Dzisiejszy świat zdecydowanie idzie z postępem. Nic bardziej odkrywczego! Nowe firmy powstają jak grzyby po deszczu, rozwija się ich sfera administracyjna, przedsiębiorcy cedują swoje zadania na asystentki – no właśnie, asystentki biurowe czy wirtualne asystentki? To właśnie tej drugiej profesji przybywa nam na rynku coraz bardziej. Wydaje mi się, że dla właścicieli firm to świetne rozwiązane, a i dla asystentki również. Poznajcie zatem Elę – wirtualną asystentkę, która opowiedziała mi o swojej profesji.
Z zawodu wyuczonego i zamiłowania jest informatykiem sprzętowym – czyli umie rozkręcać i naprawiać komputery. Ale nie dała się zamknąć w serwisie komputerowym – jak mi powiedziałam „to nie moja ekspresja”. W trakcie studiów pracowała w sklepie i wyjeżdżała na wakacje do Szwajcarii, do pracy w agroturystyce. Zaraz po studiach, jeszcze przez obroną, zaczęła pracę w Orange (ówczesnym PTK Centertel – a obecnie TP SA). Zaczynała od Doradcy Klienta Biznesowego, a odeszła jako p.o. koordynatora. Od 2010 roku jest wirtualną asystentką. I głównym motorem do zdecydowania się na zmianę nie tylko zawodu, ale i systemu pracy ze stacjonarnej na zdalną było to, że zaszła w ciążę i nie chciała rezygnować ani z pracy, ani z czasu z dzieckiem. To był jej sposób na kompromis w tej sytuacji.
1. Elu, o wirtualnych asystentkach słyszę od niedawna – czy to rzeczywiście jest młoda profesja, czy też istnieje na rynku pracy już jakiś czas?
Profesja jako taka wcale młoda nie jest. Wirtualni asystenci cieszą się bardzo dużym zainteresowaniem w innych krajach (głownie UK) przynajmniej od sześciu lat. A nazwa zawodu „wirtualna asystentka” w Polsce pojawiła się wyraźnie dopiero w 2015 roku. Zaś popyt na usługi VA nabrał tempa dopiero w tym roku. Zresztą w tym roku zaczęło się też pojawiać coraz więcej „świadomych” VA. Mówię „świadomych”, ponieważ nieświadomie ten zawód wykonuje od dawna wielu freelancerów.
2. Dlaczego wybrałaś akurat takie zajęcie?

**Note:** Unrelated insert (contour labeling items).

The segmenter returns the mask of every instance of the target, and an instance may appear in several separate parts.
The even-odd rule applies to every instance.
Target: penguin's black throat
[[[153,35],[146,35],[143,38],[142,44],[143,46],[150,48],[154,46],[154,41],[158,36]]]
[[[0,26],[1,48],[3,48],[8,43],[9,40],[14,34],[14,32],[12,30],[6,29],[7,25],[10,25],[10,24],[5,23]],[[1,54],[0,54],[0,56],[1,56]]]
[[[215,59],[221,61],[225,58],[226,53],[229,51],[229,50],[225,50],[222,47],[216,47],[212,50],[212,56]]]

Ze względu na córkę :) Odkąd pamiętam lubiłam pomagać innym. Moja praca przed tym jak zostałam wirtualną asystentką zawsze była związana z obsługą klienta i rozwiązywaniem jego wyzwań, szukaniem odpowiedzi na jego pytania i ich udzielaniem, albo rozpatrywaniem reklamacji. Pomysł na pracę w innym systemie niż praca na etacie pojawił się już wtedy, gdy dowiedziałam się, że jestem w ciąży i powoli we mnie dojrzewał. Z jednej strony nie chciałam tracić czasu z dzieckiem. Nie chciałam tracić tych momentów z jego życia, które są tak ulotne. Z drugiej strony nie potrafiłam też nie pracować.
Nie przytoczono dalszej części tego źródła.